The day was beautiful, and she was being understanding even though he was sure he’d hurt her a little.
“I know you don’t need one more person telling you you’re pretty. But of course you’re breathtaking. I have noticed. I regularly notice. Hot people don’t really trigger—”
He couldn’t find an unembarrassing word fast enough. Where had all the unembarrassing words gone?
“—lust for me, but I do enjoy looking at you. More importantly than that, you are such a good friend to your friends. You’re fun and funny and ambitious. You made me feel welcome and normal when we spent time together in intake, which was an amazing feat because I was such a mess. I am such a mess. I have absolutely no idea what’s going to be happening in my life six months from now. I’m trying hard to find myself.
“And I have no clue how to dance, but I will always be flattered that you asked me to. I will take you to do that, by the way. If I’m not busy and you’re interested in spending time with me when you could be with a stable, hot, lustful guy instead.”
She slowly lifted her sunglasses.
He felt like he was awaiting judgment.
“I think you’re hot enough,” she said.
That was not the judgement he’d been awaiting.
“Do you really not...want people?”
There it was. He wondered if she was thinking his rejection of dating was a bullet dodged.
“It’s not like I’m opposed to having sex,” he answered. “I want to try it sometime. With the right person. I don’t see hot people and crave them in that way. So far. But maybe I haven’t grown into it yet. Or I’m someone who has to fall in love first. Maybe I was a late bloomer, and then Thegund shoved it back even further. Or maybe it’s just how I am.”
He resisted an insane urge to go into further detail about his hypothetical future as a haver of sex.
“Thank you for telling me,” Natalie said. “And for calling me breathtaking.”
“Just...being honest about all the things. Since you were.”
“Do you want to date people ever?” she asked.
“I’ve always assumed I would. One day. But it’s not a priority for me right now. I don’t know what I want in about twenty different life directions.”
“So I can ask you out again sometime,” Natalie concluded. “If we’re both available.”
“You’d still want to?” Alden asked cautiously.
“Not if you put that much food in your mouth at once again.”
He smiled.
“You know...I would be a horrible person to date, too,” she said. “Not right now. But in the future.”
She left that thought there and watched him to see if he would pick it up.
“Because you’re planning to spend most of your time off Earth?”
“I want to see the universe,” she said. “I’m going to. I picked my skill and all the Appeal because being a likable Rabbit is the easiest, safest way to get out there. I probably shouldn’t be asking people to date me when I’ve already jumped toward something like that.”
“You’ll still come back to Anesidora some.”
“I know. I know it’s complicated, too. I don’t want to be lonely, but I chose this, and I’m still heading that way... ”
“Here,” said Alden. “Take this.”
Natalie reached up to touch her interface. “Are you trying to pay me to cook for you again?” she asked when she saw the argold he’d sent her.

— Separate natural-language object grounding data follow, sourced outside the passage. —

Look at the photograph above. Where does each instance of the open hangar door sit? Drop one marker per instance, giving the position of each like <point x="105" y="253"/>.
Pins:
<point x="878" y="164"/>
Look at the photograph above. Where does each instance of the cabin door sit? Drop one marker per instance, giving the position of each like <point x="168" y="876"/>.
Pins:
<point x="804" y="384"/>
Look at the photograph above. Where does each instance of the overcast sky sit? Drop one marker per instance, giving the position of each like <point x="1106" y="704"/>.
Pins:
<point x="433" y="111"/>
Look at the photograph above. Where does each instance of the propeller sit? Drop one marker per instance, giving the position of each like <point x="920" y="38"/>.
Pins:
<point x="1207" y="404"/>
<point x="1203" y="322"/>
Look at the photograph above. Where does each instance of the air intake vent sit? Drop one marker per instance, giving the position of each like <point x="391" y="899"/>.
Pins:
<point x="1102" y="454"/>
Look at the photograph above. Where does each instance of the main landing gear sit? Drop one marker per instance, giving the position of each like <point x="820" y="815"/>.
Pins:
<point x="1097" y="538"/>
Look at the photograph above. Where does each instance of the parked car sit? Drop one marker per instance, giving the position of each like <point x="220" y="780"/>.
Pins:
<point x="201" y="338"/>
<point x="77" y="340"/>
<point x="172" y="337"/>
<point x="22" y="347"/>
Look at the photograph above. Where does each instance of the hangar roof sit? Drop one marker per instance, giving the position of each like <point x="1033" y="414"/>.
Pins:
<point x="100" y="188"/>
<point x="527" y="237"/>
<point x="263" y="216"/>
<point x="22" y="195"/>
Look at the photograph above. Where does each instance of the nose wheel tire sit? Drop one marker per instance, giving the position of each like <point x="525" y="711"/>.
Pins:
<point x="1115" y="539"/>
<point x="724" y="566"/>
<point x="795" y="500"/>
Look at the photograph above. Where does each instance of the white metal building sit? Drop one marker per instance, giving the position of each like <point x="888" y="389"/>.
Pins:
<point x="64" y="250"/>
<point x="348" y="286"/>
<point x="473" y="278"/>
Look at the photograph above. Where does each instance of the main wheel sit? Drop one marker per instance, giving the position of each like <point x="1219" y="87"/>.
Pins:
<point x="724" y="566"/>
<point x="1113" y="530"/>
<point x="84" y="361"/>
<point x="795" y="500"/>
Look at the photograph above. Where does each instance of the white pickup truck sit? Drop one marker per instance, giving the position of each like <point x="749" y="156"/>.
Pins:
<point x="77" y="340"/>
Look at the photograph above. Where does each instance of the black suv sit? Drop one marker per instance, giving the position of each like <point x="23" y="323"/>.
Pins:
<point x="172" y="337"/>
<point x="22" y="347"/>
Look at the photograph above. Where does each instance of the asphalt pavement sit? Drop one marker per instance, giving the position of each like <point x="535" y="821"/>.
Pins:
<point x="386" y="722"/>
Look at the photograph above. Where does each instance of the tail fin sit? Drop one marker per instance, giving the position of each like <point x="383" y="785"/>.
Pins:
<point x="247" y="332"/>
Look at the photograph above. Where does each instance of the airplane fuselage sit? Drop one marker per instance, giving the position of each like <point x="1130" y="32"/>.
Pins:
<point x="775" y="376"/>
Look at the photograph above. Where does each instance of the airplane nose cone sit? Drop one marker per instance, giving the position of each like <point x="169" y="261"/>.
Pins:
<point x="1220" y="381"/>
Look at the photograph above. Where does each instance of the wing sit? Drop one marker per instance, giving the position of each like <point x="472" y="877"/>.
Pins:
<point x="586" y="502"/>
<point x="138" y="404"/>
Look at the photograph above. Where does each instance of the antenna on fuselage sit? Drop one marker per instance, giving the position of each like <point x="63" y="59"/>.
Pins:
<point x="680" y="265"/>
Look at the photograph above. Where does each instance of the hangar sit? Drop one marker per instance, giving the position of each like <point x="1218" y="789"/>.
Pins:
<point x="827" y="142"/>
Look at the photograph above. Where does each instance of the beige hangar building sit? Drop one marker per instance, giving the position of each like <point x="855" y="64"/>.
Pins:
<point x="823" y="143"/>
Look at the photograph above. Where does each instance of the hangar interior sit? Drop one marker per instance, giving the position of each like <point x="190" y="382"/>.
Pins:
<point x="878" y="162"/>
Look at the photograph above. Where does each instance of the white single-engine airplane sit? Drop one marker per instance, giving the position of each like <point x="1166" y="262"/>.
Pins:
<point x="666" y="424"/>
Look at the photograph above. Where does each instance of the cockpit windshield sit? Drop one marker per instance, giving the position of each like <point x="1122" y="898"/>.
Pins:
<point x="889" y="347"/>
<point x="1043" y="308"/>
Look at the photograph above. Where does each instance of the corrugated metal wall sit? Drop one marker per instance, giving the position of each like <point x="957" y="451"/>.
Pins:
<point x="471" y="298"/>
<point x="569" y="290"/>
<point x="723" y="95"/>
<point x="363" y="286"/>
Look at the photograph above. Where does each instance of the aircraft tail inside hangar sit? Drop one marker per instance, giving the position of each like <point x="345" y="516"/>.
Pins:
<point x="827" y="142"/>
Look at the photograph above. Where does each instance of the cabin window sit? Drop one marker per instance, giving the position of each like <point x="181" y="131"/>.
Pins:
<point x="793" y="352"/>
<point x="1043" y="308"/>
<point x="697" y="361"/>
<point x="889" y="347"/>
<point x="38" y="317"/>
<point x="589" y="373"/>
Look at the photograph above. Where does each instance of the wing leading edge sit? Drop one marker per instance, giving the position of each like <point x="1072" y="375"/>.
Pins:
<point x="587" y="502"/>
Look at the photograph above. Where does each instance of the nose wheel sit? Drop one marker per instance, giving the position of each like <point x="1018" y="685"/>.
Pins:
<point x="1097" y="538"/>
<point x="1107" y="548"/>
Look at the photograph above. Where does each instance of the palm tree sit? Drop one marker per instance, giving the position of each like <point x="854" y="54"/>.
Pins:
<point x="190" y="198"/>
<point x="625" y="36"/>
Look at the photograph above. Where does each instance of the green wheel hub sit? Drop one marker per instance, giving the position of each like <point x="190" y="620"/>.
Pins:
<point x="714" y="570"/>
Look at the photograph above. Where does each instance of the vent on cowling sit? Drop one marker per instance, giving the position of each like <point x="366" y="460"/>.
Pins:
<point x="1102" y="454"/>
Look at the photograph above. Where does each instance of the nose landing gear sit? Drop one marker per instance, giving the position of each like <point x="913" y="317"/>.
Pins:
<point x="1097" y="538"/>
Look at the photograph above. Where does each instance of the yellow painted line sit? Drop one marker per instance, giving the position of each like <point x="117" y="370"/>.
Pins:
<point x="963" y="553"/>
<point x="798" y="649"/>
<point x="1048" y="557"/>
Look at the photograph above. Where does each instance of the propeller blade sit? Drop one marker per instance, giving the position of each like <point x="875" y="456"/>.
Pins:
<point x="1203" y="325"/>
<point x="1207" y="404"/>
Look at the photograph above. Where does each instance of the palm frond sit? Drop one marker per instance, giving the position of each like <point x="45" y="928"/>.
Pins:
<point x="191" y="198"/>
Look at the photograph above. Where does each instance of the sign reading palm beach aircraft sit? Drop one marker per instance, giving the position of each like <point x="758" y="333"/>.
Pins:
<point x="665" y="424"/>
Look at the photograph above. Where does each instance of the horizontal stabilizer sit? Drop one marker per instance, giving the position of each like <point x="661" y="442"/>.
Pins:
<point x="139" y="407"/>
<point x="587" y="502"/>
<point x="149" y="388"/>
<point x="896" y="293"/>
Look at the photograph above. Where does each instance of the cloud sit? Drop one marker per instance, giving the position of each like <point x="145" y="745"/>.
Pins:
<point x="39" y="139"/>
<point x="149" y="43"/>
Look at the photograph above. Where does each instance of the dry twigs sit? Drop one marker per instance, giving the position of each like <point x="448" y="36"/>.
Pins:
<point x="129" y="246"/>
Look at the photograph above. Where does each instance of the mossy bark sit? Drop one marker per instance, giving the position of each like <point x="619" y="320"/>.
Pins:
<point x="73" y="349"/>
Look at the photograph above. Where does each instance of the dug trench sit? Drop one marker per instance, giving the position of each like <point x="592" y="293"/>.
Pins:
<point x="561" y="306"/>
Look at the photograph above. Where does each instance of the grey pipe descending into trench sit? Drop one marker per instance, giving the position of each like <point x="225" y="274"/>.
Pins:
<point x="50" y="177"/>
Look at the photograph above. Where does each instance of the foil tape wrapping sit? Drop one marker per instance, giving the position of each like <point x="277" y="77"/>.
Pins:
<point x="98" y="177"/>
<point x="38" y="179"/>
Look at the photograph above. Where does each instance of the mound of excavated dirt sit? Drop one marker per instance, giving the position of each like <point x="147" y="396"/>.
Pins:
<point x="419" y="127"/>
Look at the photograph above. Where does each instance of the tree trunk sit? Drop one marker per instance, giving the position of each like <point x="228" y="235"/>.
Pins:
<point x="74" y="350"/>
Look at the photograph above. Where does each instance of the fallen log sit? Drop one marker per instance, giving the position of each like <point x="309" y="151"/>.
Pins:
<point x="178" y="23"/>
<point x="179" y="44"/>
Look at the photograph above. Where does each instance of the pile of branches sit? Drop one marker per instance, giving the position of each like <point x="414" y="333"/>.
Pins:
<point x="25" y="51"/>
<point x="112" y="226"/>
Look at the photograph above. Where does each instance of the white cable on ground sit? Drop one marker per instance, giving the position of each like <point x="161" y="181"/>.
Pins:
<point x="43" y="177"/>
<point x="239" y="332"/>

“Always. But not with this. This is the exact amount of the Earth to Sreeeakk connection fee. It’s the most expensive call I ever made.”
“Were you calling a griveck?”
“Don’t spend it, okay?” said Alden. “It’s symbolic. It means you won’t be lonely. No matter how far away you go, Earth and all the people here are only a call away.”
As long as the Systems work.
Natalie looked at her interface for a while, then back at him. “Thank you.”
She didn’t give him the special pretzel.
She did go with him to the pick-your-own produce experience to collect fruit.
And on the flight back to her apartment, just before they arrived, she hooked her ankle around his and left it there for a few seconds.
The way Alden cherished those seconds made them feel like they lasted for a much longer time.